Daracık sokaklarda yaşamlar akmış;  din, dil, mezhep değil; ‘insan’ önde olmuş!

YEŞİLKÖY’ de…

İlkler, sonlar, varoluşlar, yıkılışlar; hepsi burada!

Hikayemiz;  İsa’nın ölümü ile başlar; Kudüs’de! St Stefan (Stephanos, Stefanos, Stefano)  O’nun yoldaşı, sırdaşı. İsa’nın ölümünden bir yıl sonra taşlanarak öldürülen ilk dini şehit Hristiyanlıkta. Yüz yıllar sonra Roma’nın isteği ile Aziz’in kemikleri bu topraklara taşınır, buradan da Roma’ya doğru yola çıkar. Gemi bugünkü Yeşilköy önlerine geldiğinde, şiddetli bir fırtınaya yakalanır ve buraya sığınır. Denizciler fırtınanın dinmesini beklerken,  Aziz’in kemiklerini karaya çıkarır garantiye alırlar. Fırtına sonrası tekrar yola çıkacakken; bir varsayım bazı kemiklerin buraya gömüldüğü ve üzerine basit bir mabet yapıldığı, diğere varsayıma göre tüm kemiklerle burada bir mezar oluşturulduğu ve üzerine  kilise yapıldığı. Tabi ki hiçbir iz yok bunlardan ama, kalan bir isim var ‘Ayios Stefanos’ söylene söylene;  ‘Ayastefanos’. Aziz’in ismi; Yeşilköy’ün eski adı. İşte şimdi başlıyor asıl hikaye! İsmin dışında başka bir iz’de; her yıl 26 Aralık’da gerçekleşen  ‘Thisias’ kurban kesme ayini! Köylerine misafir olan denizcilere, yöre halkı koyunlar, kuzular keserek bakmış, beslemiş, bu günümüzde de yaşatılıyor! Oysa Hristiyanlıkta böyle bir gelenek yok! Şu kilise durumuna bir açıklık getirelim. Zaman içinde açılan 3 kilise var burada, hepsi de Aziz’e adanmış. Surp Stefan (Ermeni), Ayios Stefanos (Rum) ve St. Stefana (Latin Katolik) Hepsi birbirine çok yakın ve ilk yapıldığına inanılanın civarında!

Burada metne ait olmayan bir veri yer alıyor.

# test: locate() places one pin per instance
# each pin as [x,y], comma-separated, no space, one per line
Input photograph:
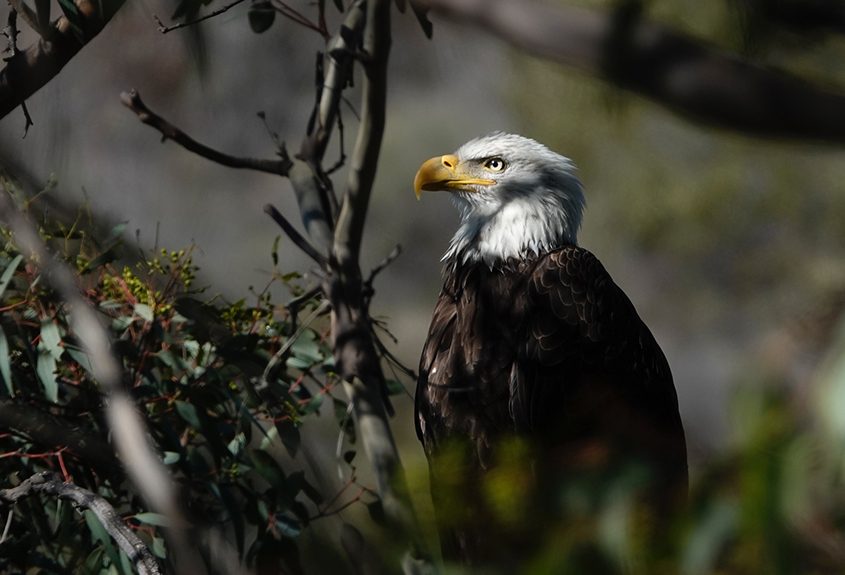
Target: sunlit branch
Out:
[132,100]
[30,69]
[49,483]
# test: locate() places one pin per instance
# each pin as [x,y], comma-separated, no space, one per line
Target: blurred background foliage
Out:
[731,248]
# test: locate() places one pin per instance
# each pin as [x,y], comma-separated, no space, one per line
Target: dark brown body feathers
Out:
[551,350]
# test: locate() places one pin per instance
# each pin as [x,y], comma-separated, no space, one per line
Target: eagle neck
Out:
[518,230]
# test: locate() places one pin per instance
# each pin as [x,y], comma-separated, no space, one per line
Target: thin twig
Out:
[130,435]
[12,35]
[394,253]
[51,484]
[165,29]
[132,100]
[295,236]
[8,526]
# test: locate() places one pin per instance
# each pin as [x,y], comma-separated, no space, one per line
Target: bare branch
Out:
[51,484]
[688,76]
[132,100]
[353,212]
[295,236]
[29,70]
[165,29]
[12,35]
[356,358]
[51,431]
[137,455]
[307,176]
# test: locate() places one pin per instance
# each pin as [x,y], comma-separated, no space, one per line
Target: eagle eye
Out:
[494,164]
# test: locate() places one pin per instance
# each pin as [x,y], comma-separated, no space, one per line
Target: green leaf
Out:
[8,273]
[158,549]
[288,526]
[261,16]
[51,339]
[145,312]
[5,363]
[237,444]
[42,11]
[122,322]
[99,533]
[79,357]
[289,433]
[46,370]
[171,457]
[268,467]
[151,518]
[188,412]
[376,511]
[275,251]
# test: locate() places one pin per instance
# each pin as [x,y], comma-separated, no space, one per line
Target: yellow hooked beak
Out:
[443,174]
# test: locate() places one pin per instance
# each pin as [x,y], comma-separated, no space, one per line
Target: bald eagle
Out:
[537,369]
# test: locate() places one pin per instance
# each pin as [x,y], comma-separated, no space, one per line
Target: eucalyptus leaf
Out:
[8,273]
[144,311]
[46,370]
[51,339]
[188,412]
[5,363]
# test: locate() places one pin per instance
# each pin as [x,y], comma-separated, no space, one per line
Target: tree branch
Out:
[295,236]
[306,175]
[132,100]
[49,483]
[138,456]
[29,70]
[165,29]
[356,359]
[353,211]
[687,76]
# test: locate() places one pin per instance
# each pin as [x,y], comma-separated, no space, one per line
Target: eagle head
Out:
[517,198]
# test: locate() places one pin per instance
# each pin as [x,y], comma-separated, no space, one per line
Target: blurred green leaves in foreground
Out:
[230,430]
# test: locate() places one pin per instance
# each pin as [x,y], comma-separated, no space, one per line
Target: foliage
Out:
[228,426]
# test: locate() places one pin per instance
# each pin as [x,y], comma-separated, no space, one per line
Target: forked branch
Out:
[132,100]
[51,484]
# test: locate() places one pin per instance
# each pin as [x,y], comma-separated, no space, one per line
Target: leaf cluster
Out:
[228,428]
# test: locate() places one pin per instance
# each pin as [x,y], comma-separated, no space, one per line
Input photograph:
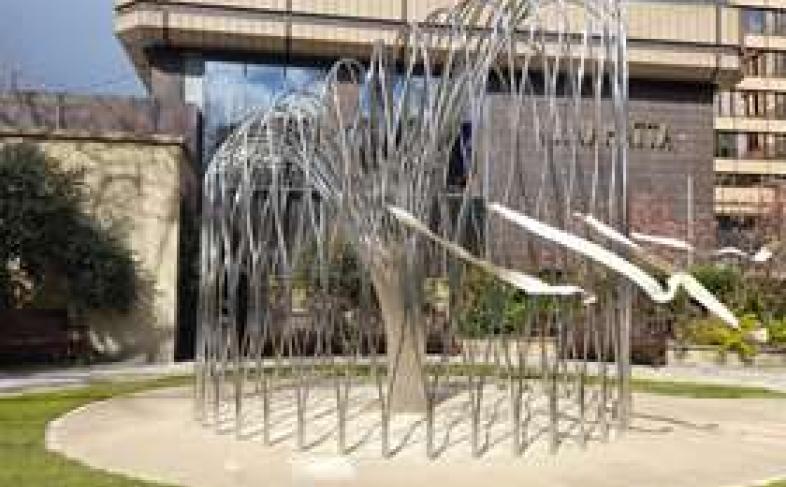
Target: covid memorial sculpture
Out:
[425,250]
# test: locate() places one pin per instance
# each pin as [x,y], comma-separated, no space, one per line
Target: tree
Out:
[44,231]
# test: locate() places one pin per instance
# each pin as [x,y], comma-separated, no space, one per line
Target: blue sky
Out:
[64,45]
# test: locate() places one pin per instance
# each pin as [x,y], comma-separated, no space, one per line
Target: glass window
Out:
[234,89]
[754,21]
[725,144]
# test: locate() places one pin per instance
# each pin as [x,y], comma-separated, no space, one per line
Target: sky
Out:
[64,45]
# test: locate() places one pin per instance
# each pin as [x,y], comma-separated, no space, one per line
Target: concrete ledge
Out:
[675,442]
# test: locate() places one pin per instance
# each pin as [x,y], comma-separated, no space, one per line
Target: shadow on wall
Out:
[133,336]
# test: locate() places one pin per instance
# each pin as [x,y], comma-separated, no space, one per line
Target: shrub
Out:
[776,332]
[43,230]
[714,332]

Bugün, adalardan sonra geleneksel mimarimin yaşatıldığı en önemli yerlerden bir bence İstanbul’da.  ‘Art neuveau’ tarzında, ahşap kaplı konaklar görülmeye, yaşamaya değer. Yıllarca İtalyan, Rum, Ermeni, Süryani, Musevi, Levanten vatandaşlar yaşamışlar Türklerle dostça;  ve iz bırakmışlar! Roma döneminde yazlık saraylarda keyif süren ahali, zaman içinde bıldırcını ile ünlü bu bölge ormanlarında ava çıkan elit kesim. Çok hikayesi var Yeşilköy’ün böyle; çok da ahalisi!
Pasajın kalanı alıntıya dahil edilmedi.